Geoffrey Chaucer wrote of the presence of bell casting when he lived above the gatehouse in Aldgate, but the earliest dated record is of Stephen Norton founding bells to the east of the City of London in 1363.
The Elizabethan bell foundry owes its origin either to Robert Doddes in 1567 or Robert Mot in 1572, operating from a site where today Commercial Street meets Whitechapel High Street. One of Mot’s bells cast in 1588 still hangs in St Clement’s Danes in the Strand were it chimes daily.
Around 1738–46, Thomas Lester re-established the bell foundry on the corner of Fieldgate Street and Whitechapel Road on a site previously occupied by the Artichoke Inn.
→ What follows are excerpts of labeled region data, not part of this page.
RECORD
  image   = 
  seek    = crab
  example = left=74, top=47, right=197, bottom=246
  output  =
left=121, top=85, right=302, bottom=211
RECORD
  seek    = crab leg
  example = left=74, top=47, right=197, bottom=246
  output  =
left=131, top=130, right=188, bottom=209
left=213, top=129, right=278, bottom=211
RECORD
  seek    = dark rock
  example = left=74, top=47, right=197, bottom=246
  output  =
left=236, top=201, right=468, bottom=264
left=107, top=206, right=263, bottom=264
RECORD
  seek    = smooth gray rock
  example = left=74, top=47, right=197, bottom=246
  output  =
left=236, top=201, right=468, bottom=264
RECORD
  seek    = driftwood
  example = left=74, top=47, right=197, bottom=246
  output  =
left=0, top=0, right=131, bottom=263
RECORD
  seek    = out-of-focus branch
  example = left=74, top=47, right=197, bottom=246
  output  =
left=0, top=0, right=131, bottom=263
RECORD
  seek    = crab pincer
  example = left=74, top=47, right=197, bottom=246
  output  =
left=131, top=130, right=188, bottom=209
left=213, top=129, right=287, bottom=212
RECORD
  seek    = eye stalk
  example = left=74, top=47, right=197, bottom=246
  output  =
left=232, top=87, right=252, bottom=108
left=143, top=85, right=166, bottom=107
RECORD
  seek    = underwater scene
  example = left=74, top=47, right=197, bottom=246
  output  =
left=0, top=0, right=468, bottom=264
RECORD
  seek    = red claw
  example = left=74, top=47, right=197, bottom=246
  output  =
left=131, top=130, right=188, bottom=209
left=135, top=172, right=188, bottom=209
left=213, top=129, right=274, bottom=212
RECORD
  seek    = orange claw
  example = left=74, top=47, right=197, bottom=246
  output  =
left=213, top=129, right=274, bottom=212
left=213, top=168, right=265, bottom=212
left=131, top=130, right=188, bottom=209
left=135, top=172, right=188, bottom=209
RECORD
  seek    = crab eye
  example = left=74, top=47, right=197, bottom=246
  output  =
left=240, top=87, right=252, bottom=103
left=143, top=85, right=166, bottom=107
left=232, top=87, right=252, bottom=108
Here the company evolved and was reconfigured through bankruptcy, multiple partnerships and changes of ownership. It was known variously as Lester, Pack & Chapman until 1818, Mears until 1865, Mears & Stainbank until 1968 and then Whitechapel Bell Foundry until 2017. A repeated pattern emerged of skilled foremen taking over as bell founders, notably Thomas Lester in 1738, Thomas Mears in 1818 and Arthur Hughes in 1904.
In 1810, Mears listed 1,858 bells cast on site since 1738, including orders for St Petersburg in 1747 and Philadelphia in 1754. The foundry’s market expanded with the Empire through the nineteenth century, supplying bells to hundreds of churches in colonies across the globe. The business also sustained itself through diversification, acquiring a reputation for Whitechapel pestles and, in 1817–18, supplying cast iron for the great staircase at Burlington House. During World War II, the foundry contributed to the war effort by casting parts for airplanes and submarines. Then, after the war, the foundry was revitalised by orders to replace church bells destroyed in the bombing.
From the reign of Elizabeth I until the reign of Elizabeth II, the story of bell founding in Whitechapel has been one of innovation and adaptation in response to changing times and technology.
The two most famous bells cast in Whitechapel are the Liberty Bell in 1752 and Big Ben in 1858, both of which have acquired international significance as symbols of hope and freedom. In 1776, the Liberty Bell became the symbol of American Independence, later adopted as a symbol of freedom by abolitionists in the nineteenth century and the civil rights movement in the twentieth century. The chimes of Big Ben are the most famous in the world, broadcast by the allies to occupied Europe during World War II as a symbol of democracy and resistance to fascism.